Thoughts from the EPS Windows Server Performance Team
Good morning AskPerf! Leonard here to chat about a performance issue we often see on the Windows performance team surrounding SQL and Working Set Trimming. I recently worked an issue on a 2003 SP2 x64 Server, running SQL 2005, that was experiencing periods of slow performance and filling up the SQL log with the following error:
A significant part of sql server process memory has been paged out. This may result in performance degradation.
This error is covered in detail in the following article:
How to reduce paging of buffer pool memory in the 64-bit version of SQL Server
This error is logged when the working set of SQL is trimmed, meaning it is paged out to disk. The working set of a program is just the memory it is using. Normally working set trimming isn’t necessarily a bad thing. It’s the way Windows takes memory from one program that hasn’t been used most recently (and might never be used again) and gives it to other programs. But for SQL to operate efficiently, it must keep a large part of its data in memory. When it gets trimmed, then SQL operations can take a significantly longer time to complete. Therefore we needed to determine what was using a large amount of memory on the system causing the problem. For almost all Windows performance issues we gather Perfmon data, as I did in this case. We had it capturing a circular log, and stop it after the SQL error occurred. I then produced a summary of the Perfmon logs and the following data stood out:
Here we see a pattern where Available MB drops below 100 MB ~ every 2 hours and 10 min and working set is trimmed; mostly from SQL since it is the largest process:
Looking at the one where SQL gets trimmed to 2 GB at ~ 3:50 AM. I added in Cache bytes since we know it varies. I also wanted to know what processes were starting during this period. My favorite counter for that is Process\Elapsed Time. If you scale it to the graph, it is easy to see anything with a sharp angle (meaning it would intersect with the bottom of the graph) or that starts and stops. I removed all of the ones that were flat and was left with the following:
We can see above that Cache Bytes grow to 15 gig when all of this occurs. The processes that start at this time were bpcd and dbbackex, and the bphdb was restarted (these are all backup processes). Here is one with the bpcd process selected so we can see where it is running:
Zooming out we see the pattern repeats with a different backup process selected. This confirms that the cause of the working set trimming is always the same backup process:
Conclusion: The SQL backup (Veritas Netbackup) was causing cache bytes to grow up to ~15 GB and Windows was trimming SQL working set memory to give memory back to cache. This can be a common problem on 64 bit Windows where cache used for file IO can grow large enough to impact Windows performance. There were 2 possible solutions to this:
Implement SQL lock pages in memory. When memory is locked by SQL, it prevents Windows from taking that memory from SQL. The down side to that is Windows memory management might not be able to respond to even smaller request for memory from programs that need it. Because of this, only use lock pages in memory when need.

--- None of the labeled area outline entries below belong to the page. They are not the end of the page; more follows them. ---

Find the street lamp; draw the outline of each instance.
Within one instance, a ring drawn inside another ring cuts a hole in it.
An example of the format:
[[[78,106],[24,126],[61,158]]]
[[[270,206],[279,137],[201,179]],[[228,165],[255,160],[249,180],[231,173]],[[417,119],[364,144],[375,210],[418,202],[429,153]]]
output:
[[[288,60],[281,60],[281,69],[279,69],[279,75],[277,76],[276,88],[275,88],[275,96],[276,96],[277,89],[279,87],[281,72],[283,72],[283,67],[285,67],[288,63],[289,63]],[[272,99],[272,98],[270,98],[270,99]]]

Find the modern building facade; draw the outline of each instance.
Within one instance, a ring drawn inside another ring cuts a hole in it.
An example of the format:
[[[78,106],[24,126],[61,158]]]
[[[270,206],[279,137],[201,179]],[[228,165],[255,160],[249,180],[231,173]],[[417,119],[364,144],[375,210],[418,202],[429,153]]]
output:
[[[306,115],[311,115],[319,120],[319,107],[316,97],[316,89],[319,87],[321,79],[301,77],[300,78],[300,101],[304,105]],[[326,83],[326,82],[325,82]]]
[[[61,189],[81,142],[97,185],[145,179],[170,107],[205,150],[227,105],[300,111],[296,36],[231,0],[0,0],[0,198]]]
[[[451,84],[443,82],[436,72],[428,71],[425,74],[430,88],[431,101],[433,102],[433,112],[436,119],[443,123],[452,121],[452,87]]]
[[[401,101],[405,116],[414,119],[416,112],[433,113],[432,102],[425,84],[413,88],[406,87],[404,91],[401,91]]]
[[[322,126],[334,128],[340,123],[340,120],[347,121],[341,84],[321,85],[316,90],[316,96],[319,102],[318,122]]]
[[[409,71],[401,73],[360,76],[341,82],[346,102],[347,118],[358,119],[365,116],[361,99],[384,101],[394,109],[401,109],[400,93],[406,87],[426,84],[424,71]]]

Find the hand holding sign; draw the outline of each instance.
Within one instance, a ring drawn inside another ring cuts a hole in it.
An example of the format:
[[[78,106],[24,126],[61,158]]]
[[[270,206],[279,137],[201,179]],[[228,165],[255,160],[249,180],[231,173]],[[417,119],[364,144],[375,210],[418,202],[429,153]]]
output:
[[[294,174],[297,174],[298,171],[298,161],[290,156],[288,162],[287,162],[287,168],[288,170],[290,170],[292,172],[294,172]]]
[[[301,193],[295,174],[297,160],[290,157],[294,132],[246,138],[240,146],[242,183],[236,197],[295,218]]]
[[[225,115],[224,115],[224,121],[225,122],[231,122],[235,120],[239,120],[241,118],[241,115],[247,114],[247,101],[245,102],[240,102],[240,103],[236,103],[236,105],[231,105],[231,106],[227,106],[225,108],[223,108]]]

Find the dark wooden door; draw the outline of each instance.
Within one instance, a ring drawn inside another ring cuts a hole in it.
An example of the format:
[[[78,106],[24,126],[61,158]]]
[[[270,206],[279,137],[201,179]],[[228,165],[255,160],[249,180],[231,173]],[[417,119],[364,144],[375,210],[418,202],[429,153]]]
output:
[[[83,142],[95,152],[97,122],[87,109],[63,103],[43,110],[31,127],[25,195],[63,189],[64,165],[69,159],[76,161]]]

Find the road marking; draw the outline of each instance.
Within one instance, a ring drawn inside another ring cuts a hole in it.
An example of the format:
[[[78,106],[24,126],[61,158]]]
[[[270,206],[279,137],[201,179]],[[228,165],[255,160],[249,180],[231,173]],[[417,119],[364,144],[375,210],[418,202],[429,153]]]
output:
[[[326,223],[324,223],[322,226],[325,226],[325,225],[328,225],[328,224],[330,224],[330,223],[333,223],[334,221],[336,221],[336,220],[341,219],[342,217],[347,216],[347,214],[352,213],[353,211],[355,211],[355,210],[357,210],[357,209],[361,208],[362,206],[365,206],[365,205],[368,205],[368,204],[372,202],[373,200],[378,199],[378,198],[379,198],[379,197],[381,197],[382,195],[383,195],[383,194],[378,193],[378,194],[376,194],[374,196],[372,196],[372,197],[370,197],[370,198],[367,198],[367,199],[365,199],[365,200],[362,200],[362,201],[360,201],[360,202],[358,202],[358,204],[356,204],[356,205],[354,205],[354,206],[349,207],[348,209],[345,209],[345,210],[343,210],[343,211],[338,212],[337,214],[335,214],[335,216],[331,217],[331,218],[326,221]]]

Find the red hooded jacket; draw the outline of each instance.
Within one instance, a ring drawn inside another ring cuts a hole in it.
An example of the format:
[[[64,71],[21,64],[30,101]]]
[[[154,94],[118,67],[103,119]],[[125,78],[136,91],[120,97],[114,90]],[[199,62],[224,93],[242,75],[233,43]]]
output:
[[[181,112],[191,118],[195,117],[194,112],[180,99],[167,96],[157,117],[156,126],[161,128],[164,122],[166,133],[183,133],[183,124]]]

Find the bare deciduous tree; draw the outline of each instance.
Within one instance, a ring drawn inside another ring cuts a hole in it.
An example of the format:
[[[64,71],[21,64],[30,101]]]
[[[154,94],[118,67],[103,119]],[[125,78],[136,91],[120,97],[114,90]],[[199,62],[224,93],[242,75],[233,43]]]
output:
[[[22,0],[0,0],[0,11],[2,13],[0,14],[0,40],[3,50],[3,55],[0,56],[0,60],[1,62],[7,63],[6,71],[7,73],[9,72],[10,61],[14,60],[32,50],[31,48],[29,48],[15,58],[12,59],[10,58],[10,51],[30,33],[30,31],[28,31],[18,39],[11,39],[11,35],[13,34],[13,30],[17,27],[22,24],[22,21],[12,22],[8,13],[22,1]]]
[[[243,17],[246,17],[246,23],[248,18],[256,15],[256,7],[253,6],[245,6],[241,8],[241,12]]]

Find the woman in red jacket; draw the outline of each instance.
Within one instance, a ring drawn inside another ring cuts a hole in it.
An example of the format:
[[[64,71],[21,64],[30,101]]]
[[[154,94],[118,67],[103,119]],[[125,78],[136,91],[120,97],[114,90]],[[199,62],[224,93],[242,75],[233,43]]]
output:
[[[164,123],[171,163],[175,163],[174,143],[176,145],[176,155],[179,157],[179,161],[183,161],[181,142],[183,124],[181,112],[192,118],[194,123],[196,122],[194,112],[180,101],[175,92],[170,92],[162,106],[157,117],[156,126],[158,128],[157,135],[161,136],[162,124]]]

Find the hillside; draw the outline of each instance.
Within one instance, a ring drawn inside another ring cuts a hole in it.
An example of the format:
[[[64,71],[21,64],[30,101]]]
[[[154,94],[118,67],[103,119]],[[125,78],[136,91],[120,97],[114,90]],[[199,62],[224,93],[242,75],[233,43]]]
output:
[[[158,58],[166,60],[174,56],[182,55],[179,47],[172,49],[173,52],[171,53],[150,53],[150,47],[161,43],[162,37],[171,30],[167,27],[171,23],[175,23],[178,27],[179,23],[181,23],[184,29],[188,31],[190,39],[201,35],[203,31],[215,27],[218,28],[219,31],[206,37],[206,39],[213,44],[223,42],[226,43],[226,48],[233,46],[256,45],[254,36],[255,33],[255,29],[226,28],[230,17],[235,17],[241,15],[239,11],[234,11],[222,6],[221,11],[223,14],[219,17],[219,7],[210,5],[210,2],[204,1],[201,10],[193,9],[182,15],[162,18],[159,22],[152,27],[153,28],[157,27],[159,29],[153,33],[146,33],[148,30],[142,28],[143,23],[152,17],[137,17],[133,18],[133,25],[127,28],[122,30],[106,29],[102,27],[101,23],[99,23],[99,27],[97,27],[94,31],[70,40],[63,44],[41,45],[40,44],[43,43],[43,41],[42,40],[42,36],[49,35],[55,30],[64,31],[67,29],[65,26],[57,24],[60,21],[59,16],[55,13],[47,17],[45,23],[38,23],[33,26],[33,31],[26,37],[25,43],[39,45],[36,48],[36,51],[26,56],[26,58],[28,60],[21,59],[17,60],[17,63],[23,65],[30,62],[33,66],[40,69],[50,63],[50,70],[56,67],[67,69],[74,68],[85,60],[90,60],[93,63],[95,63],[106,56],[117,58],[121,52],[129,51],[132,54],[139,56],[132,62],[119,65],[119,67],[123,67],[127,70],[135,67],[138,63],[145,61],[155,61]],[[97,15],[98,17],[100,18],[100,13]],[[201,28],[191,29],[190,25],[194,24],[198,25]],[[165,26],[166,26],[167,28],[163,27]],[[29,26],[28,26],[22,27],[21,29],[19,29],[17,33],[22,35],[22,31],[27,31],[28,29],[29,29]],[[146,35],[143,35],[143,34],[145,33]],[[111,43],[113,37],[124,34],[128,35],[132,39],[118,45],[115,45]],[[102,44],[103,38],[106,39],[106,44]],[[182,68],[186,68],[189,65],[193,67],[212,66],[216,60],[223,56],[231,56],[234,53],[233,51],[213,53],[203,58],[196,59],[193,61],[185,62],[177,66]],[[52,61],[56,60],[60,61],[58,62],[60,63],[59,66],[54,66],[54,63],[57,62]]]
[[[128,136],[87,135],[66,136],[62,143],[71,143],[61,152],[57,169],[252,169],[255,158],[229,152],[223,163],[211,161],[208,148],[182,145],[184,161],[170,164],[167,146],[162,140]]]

Another option would be to implement the Windows Dynamic Cache service. This is a service that was developed in-house to use Windows memory management API’s to control the amount of cache memory that is used on Windows. There are a number of registry keys that can be set to control the behavior and therefore it can be adapted to different issues and Windows configurations.
On this particular case, we decided to implement the Dynamic Cache service. To download the Microsoft Windows Dynamic Cache Service, check the following link:
After it was installed, we set the following registry key:
Setting this registry key allowed us to set a limit on cache memory to 1GB. We choose this value because it would provide some cache, but was small enough to not impact SQL.
Other possible values for this registry key are:
0 = Limit to 90% of Physical RAM (default)
1-99 = Limit the maximum size of the System File Cache to this percentage of Physical RAM
> 200 = Limit the maximum size of the System File Cache to x Mbytes
Once this was service was implemented, we monitored the system for a week. After this time, we confirmed that both SQL and the backup processes were stable with no performance related issues.
Hopefully this post will help you tackle those fun Working Set/Cache issues on your Windows Servers.